My top concern when engineer spend 90%+ time reviewing AI-generated codes

My top concern when application engineers are going to spend 90%+ time reviewing AI-generated codes in the upcoming years -- the human reviewing speed.

In the real world, someone in the team must take accountability for the correctness and performance of the source code. It doesn't make sense for anyone to make a disclaimer like

This system is generated by AI and might contain errors.

If 99%+ of source code will eventually be generated by LLMs, the human review process becomes critical.

Underestimated the effect of choosing programming languages

I have 8 years of application development experience using strong, statically typed programming languages, including Java, Scala, Swift, Javascript, Typescript, and Kotlin, from before the GenAI era.

For the recent two years, the latest GenAI libraries usually released in Python first. Thus, I have been heavily using LLMs to generate Python code while building and exploring GenAI PoC with my customers across different frameworks like LangChain, LangGraph, Google ADK, Strands Agent, and more.

The longer I read and write Python, the more I miss statically typed programming languages, especially Kotlin and its compiler.

Before the GenAI era, Kotlin has always been my go-to programming language because of its elegant design. Its rich language features enable me to express myself through different forms of abstraction very efficiently. The static typing and type inference help me navigate others' source code effectively.

Now, in GenAI era, LLMs can generate high quality source code for many popular programming languages. The underestimated part is to leverage compilers in Agent tool to guarantee their output has zero type mismatches or syntax errors at compile time.

Code reviewing efficiency

In my 8 years development experience, I was 99.9% of the time able to navigate deeply Java/Kotlin open-source libraries' source code in my IDE and trace the underlying low-level implementations and read source code documentation. This significantly helped build confidence and learn fast when using new libraries.

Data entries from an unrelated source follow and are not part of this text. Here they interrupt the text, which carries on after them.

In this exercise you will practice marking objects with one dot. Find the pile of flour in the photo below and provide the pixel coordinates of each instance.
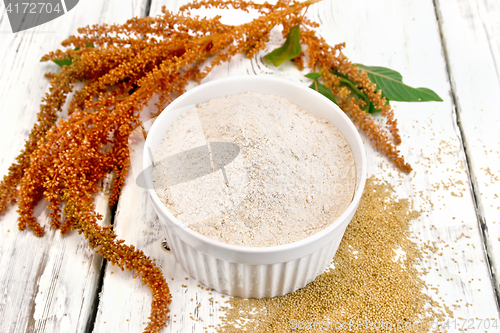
(293, 175)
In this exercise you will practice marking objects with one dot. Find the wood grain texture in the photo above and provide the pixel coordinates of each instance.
(471, 37)
(47, 284)
(401, 35)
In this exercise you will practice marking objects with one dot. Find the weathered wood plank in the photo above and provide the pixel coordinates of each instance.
(404, 36)
(47, 284)
(471, 37)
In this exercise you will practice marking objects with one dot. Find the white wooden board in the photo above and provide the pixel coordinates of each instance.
(471, 37)
(400, 35)
(47, 284)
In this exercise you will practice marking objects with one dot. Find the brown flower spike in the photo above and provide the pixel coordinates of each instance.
(123, 66)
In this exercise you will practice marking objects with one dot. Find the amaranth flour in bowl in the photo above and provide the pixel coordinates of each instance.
(254, 170)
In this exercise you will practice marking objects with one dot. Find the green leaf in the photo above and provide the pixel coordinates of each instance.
(358, 92)
(289, 50)
(393, 88)
(67, 62)
(323, 90)
(314, 75)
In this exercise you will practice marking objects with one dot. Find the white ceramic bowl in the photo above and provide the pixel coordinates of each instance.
(255, 271)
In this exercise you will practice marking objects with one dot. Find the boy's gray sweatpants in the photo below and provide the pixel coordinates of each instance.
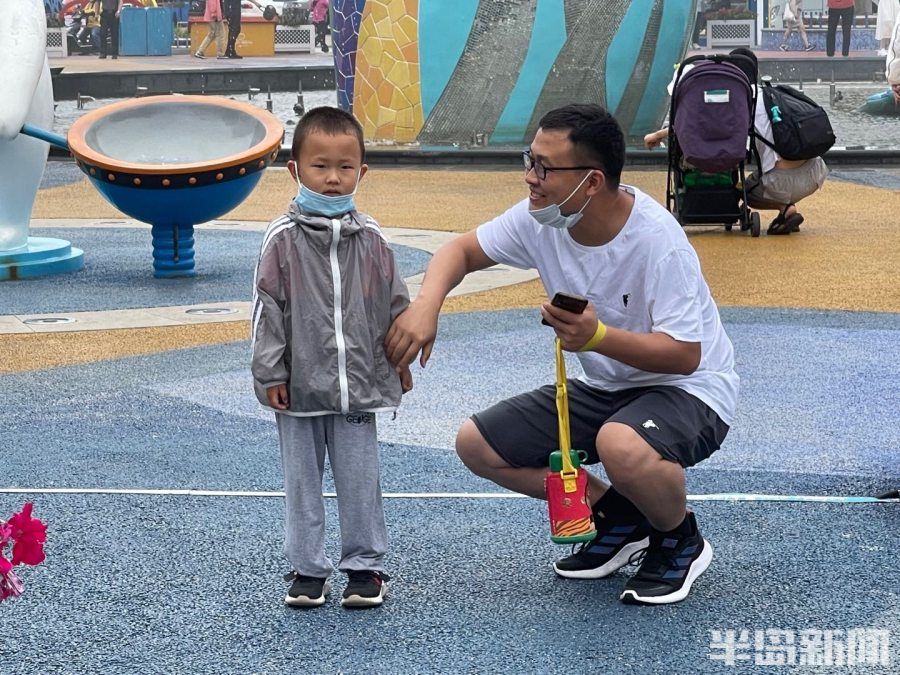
(352, 445)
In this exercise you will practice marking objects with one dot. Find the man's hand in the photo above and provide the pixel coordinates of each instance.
(277, 397)
(405, 378)
(413, 331)
(573, 330)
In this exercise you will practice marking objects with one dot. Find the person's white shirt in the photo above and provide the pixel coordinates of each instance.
(647, 279)
(763, 127)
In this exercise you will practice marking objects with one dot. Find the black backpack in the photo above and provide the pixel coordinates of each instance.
(800, 127)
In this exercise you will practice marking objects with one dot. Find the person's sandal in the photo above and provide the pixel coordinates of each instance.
(785, 224)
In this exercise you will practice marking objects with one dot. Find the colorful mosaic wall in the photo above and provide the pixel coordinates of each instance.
(442, 72)
(387, 90)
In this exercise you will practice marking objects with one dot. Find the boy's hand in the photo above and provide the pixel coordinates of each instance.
(277, 396)
(413, 331)
(405, 378)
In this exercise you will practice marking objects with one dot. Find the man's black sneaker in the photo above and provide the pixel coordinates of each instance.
(611, 549)
(670, 566)
(306, 591)
(365, 589)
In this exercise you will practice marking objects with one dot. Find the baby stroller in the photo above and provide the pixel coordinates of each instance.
(711, 134)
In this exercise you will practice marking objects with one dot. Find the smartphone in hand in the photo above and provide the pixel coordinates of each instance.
(569, 302)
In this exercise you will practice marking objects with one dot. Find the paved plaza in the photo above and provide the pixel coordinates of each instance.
(135, 432)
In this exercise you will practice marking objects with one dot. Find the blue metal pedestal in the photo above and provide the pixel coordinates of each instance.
(173, 251)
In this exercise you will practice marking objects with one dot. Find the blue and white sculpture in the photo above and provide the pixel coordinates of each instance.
(27, 99)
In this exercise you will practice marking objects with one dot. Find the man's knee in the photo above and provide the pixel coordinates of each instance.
(475, 452)
(622, 451)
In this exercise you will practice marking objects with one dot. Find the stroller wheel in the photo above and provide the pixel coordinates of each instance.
(754, 224)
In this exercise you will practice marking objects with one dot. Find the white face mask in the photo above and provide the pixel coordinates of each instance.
(551, 216)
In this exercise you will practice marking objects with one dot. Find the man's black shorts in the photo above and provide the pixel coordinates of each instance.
(523, 430)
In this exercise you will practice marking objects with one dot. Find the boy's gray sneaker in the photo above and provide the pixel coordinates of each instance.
(306, 591)
(365, 589)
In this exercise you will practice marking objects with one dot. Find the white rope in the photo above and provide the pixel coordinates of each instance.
(715, 497)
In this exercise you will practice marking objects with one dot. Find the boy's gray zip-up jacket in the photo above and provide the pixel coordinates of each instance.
(325, 294)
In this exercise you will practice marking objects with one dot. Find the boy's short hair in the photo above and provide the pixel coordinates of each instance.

While with Python, it is less than 50%. It is because some Python implementations use dynamic typing with no type hint or with Union type hint makes it difficult to navigate deeply.

See the common Result type implementation:

Can you spot error during the review?

from typing import Union

class SuccessResultA:
    a: int = 1

class FailureResultB:
    b: str = "1"

def call(x: int) -> Union[SuccessResultA, FailureResultB]:
    if x%2 == 1:
        return SuccessResultA()
    else:
        return FailureResultB()

result = call(0)

print(result.b)

Let's run it

As the result type is produced dynamically base on runtime, sometimes the program will works.

How would you review the source code effectively if LLM generate source code with 4 - 10 abstraction layers of union types in Python build from ground up?

On the contrast, the similar abstraction to Python Union type in Kotlin is sealed class, it is static typing and checked by complier at compile time.

The best part of compile time error is that, it has no runtime dependencies or side effect.

When I am reviewing the source code, I would check and navigate the types. The Kotlin smart cast annotation really shine in this area.

Roughly speaking, when I review the same AI generated source code in Kotlin, the static typing, language conciseness and complier reduces 80% mental cognitive load. The complie-time type errors help to reduce 80% Agentic-back-and-forth time comparing to Python.

Although my current job role is unlikely to involve building complex and long-lived production systems, I hope newcomers to this industry aware the choice of programming languages.

The technology stacks of building throwable GenAI PoCs are completely different from building long-lived applications.

If you are new to this application development industry, I highly recommend you to spend some effort to deep dive into different programming languages with AI, especially on the strong and static typed programming language.

The ultimate goal is to take accountability and review AI generated codes as efficient as possible.

Jupyter Python Notebook is great, now available in Kotlin - Kotlin Notebook

In terms of learning a new language, my first "wow" moment was experiencing Python Jupyter notebooks. These notebooks helped me tremendously in picking up new technologies and allowed for rapid experimentation.

When I discovered that Kotlin Notebook had become freely available and JetBrains is building the latest Kotlin-native AI agent framework (Koog), I started an open-source project to consolidate my Kotlin experiments and share them online.

GitHub repository: https://github.com/gaplo917/awesome-kotlin-notebook

I am trying to build a multi-agent system using A2A protocol with strong static typing in Kotlin running on my M4Max Macbook Pro. It is for my own learning about A2A and the experience is transferrable to Python as well.

Notes: I don't use LLM generate ideas as it is the interesting part of being a human. I use LLM to work on my ideas instead.